Hi Aultymer - do you mean the sand dunes on Holy Island - or on the main land.
We're staying at Haggerston Castle site & plan to walk to Holy Island, across the causeway & back.


----------



## aultymer (Jun 20, 2006)

Our short walk was in the dunes between the causeway and the village. ie on the Island.

Have you been to Haggerston before? We were charged £29 for 2 adults and 2 dogs for one night arriving at 6pm and told to be off by 10 next morning.

There was a car parked alongside us 2ft away then an awning+caravan and so on for about 10 or 12 units - I thought there was a minimum distance allowed between units for fire risk - not at Haggerston. I wasn't impressed by the so called dog walk either. Needless to say we won't be back.


----------



## Kelcat (Apr 20, 2008)

Nope - not been before - but wanted somewhere close to Holy Island where we could meet up with friends (who don't MH) for the day.

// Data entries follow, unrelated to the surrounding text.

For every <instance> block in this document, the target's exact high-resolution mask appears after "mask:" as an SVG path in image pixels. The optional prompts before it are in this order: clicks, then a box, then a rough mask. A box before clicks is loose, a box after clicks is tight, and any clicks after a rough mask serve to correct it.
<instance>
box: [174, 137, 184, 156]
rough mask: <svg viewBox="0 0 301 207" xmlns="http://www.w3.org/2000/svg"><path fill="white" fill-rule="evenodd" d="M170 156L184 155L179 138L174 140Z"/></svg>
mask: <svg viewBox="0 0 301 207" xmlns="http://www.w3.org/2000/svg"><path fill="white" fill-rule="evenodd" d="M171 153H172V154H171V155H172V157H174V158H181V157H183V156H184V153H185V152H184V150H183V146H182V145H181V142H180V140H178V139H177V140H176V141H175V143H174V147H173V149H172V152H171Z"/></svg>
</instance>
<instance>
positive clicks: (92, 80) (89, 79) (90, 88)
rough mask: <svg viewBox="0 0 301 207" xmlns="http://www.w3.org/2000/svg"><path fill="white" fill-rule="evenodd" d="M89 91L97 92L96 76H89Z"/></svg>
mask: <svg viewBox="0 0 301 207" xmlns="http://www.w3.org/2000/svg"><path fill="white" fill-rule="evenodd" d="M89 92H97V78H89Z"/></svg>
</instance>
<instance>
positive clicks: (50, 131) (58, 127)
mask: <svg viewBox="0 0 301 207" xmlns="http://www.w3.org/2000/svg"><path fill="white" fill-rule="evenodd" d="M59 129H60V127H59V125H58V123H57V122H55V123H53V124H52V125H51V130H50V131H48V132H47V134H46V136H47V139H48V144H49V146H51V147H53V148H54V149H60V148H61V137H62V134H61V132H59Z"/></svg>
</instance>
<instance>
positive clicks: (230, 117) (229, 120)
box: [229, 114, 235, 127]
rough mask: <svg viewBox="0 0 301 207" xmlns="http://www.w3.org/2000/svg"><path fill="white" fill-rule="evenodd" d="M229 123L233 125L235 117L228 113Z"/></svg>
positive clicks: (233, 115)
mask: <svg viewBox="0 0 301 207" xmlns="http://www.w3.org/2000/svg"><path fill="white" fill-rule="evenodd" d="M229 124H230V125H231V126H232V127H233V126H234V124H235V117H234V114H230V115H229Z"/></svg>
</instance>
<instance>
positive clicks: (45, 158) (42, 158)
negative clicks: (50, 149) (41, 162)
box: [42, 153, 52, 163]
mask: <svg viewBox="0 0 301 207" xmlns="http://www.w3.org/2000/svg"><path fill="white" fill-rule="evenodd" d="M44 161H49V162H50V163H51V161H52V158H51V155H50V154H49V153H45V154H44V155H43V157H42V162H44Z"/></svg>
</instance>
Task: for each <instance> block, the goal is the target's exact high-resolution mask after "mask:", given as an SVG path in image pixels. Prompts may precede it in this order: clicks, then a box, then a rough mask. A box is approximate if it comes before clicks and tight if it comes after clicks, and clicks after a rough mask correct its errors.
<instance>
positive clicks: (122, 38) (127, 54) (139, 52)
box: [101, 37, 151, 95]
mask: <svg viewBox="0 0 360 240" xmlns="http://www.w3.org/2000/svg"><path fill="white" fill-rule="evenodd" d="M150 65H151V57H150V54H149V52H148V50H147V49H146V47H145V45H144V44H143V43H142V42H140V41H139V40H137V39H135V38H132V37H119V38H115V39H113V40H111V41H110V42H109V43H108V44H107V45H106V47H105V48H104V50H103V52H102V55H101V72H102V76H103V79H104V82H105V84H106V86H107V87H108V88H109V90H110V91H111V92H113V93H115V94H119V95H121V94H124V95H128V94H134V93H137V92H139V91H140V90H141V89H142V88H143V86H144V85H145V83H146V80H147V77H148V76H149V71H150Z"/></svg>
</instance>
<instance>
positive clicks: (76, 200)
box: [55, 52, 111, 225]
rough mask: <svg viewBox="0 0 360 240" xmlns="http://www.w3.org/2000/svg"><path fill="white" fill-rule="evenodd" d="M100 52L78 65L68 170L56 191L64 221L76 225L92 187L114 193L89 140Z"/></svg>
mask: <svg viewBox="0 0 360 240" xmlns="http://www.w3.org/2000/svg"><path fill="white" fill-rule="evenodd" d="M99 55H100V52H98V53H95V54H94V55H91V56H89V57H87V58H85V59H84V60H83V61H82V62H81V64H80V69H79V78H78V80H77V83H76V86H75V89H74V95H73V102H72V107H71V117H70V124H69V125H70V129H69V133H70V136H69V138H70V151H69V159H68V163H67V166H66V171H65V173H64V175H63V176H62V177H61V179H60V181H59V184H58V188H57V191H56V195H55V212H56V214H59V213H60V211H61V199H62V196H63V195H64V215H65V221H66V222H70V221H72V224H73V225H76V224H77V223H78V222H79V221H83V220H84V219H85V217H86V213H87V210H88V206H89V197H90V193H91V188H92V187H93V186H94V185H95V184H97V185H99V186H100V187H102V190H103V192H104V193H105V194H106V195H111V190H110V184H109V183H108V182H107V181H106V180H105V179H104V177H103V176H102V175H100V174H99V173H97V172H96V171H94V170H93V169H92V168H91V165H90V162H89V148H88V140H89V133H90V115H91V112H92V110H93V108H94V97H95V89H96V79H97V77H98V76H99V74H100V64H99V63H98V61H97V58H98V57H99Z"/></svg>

Charged £26 for 2x adults 1 x dog for 2 nights inc hookup & use of pool - thought that was pretty good - will post review when back. 
Have been told can walk to Holy Isle direct from site without going on roads?


----------



## CurlyBoy (Jan 13, 2008)

Hi, firstly apologies as I don't know how to add a link, but this website(www.hear.org) has lots of interesting stuff on this and other problem plants. This one is second on list with photo's.
curlyboy


----------



## johnandcharlie (May 2, 2007)

Charlie and I went there last year, when we were at River Breamish CC site. Dogs are allowed in the abbey ruins, and we sat in the garden of one of the tea rooms. They're not allowed in the castle though, so we didn't go there. We had a wander round the village too, but that's all we had time for. I parked in the main car park just outside the village, but can't remember if there were any restrictions on big vans.


----------